Pegar o elevador com os melhores já era missão cumprida. Com jogos de
igual para igual, vitórias emblemáticas e feitos impensáveis até pouco
tempo atrás, as coisas caminhavam bem, obrigado, para o basquete
brasileiro. O problema é que, na entrada da sala VIP, onde só os
gigantes circulam, sempre tem um segurança chato e catimbeiro, que
insiste em sorrir com o canto da boca, coçar as costeletas e decretar em
sotaque portenho: "¡No pasarán!". Nesta quarta-feira, o Brasil foi
barrado ali outra vez. Com uma derrota doída por 82 a 77 para a carrasca
Argentina, a seleção de Rubén Magnano se despede das Olimpíadas de
Londres. E continua procurando uma maneira de se esgueirar pela porta
que leva à elite da bola laranja.
Pela primeira vez jogando na Arena North Greenwich, que passa a receber o
torneio na fase decisiva, o basquete masculino do Brasil perseguia sua
primeira semifinal olímpica desde 1968, quando ficou em quarto lugar.

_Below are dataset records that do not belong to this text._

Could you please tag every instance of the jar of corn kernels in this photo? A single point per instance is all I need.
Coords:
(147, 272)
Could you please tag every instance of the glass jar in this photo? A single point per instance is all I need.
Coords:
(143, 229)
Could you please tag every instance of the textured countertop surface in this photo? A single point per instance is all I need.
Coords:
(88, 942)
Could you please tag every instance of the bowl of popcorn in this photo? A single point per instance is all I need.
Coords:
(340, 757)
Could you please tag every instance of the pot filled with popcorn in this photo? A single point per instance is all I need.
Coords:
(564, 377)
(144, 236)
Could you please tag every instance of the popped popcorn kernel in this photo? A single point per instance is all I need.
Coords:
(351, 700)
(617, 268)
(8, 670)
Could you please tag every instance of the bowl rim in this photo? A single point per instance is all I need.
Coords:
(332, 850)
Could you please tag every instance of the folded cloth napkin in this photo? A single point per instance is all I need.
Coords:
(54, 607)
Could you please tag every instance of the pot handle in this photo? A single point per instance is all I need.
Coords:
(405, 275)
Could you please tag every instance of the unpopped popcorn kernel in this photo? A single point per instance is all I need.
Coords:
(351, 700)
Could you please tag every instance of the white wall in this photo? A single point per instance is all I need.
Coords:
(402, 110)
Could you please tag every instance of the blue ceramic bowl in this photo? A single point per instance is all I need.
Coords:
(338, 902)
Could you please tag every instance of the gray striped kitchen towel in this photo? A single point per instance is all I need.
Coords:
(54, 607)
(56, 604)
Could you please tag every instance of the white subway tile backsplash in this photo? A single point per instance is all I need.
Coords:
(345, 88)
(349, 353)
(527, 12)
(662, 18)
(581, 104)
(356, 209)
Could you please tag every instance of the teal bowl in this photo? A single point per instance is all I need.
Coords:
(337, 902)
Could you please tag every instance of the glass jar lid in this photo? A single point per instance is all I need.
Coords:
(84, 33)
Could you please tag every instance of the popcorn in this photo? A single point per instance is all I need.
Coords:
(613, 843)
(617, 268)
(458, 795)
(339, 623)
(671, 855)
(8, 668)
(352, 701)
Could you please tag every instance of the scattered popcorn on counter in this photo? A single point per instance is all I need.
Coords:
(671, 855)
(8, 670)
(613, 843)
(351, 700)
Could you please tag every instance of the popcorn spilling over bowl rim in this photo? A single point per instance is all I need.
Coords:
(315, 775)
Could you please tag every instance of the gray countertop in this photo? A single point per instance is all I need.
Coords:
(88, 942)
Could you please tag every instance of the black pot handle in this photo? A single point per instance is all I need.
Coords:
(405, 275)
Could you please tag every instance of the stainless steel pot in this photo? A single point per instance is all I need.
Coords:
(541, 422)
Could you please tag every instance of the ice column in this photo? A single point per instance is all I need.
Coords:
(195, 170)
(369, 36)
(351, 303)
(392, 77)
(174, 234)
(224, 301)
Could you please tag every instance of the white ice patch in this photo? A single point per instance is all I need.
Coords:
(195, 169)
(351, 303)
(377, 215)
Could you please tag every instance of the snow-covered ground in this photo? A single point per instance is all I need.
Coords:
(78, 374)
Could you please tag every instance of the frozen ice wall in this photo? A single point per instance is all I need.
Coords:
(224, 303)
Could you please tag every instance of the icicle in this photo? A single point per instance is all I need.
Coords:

Não deu. Ok, o jejum de 16 anos sem participações nos Jogos foi
quebrado, a evolução na quadra foi evidente, mas o tal segurança
marrento estava lá de novo, e por trás dele vinham Scola, Ginóbili,
Nocioni, Delfino, Prigioni, gente acostumada a castigar quem veste verde
e amarelo.
- Tínhamos a expectativa de ganhar, e isso não é uma justificativa, mas
estou muito orgulhoso de ter defendido o Brasil nos Jogos Olímpicos. É
uma honra trabalhar com esse grupo de jogadores. Infelizmente, nosso
sonho acabou, mas temos um novo apetite para o futuro. Todos viveram uma
grande experiência aqui, inclusive eu, que já disputei as Olimpíadas
antes. Temos que sair do vestiário com a cabeça boa - afirmou o técnico
Magnano, que, ao lado de Guilherme Giovannoni na entrevista coletiva,
mostrou-se surpreso quando soube que os jogadores não voltaram do
vestiário para a zona de entrevistas, como de hábito - falaram apenas
com as TVs. O drible lembra o que aconteceu após a eliminação no Mundial
de 2010, contra a mesma Argentina, quando só Tiago Splitter passou para
dar declarações.
Como não há disputa de quinto a oitavo em Londres, resta aos brasileiros
tomar o avião de volta. Assim como fez após cruzar com os hermanos no
Pré-Olímpico de Las Vegas em 2007, no Mundial da Turquia em 2010 e na
final do Pré de Mar del Plata no ano passado. A Argentina avança para
enfrentar os Estados Unidos, a não ser que a zebra australiana apronte
no confronto das 18h15m (de Brasília). Na outra semi, Espanha e Rússia
medem forças.
Ponto forte do Brasil, o garrafão falhou na hora da verdade. Tiago
Splitter fez apenas seis pontos, Varejão fez quatro, e Nenê adicionou
sete. Com aproveitamento muito abaixo do esperado nos lances livres,
acertando apenas 12 dos 24 tentados (50%), o Brasil também chutou mal de
três (7/23). Magnano lamentou, mas disse que não há o que fazer durante
o período de treinos do grupo.
- O aproveitamento de lances livres só tem uma solução: treinar lances
livres. E não se treina lances livres em 45 dias de concentração, se
treina em 365 dias nos clubes - disse o técnico.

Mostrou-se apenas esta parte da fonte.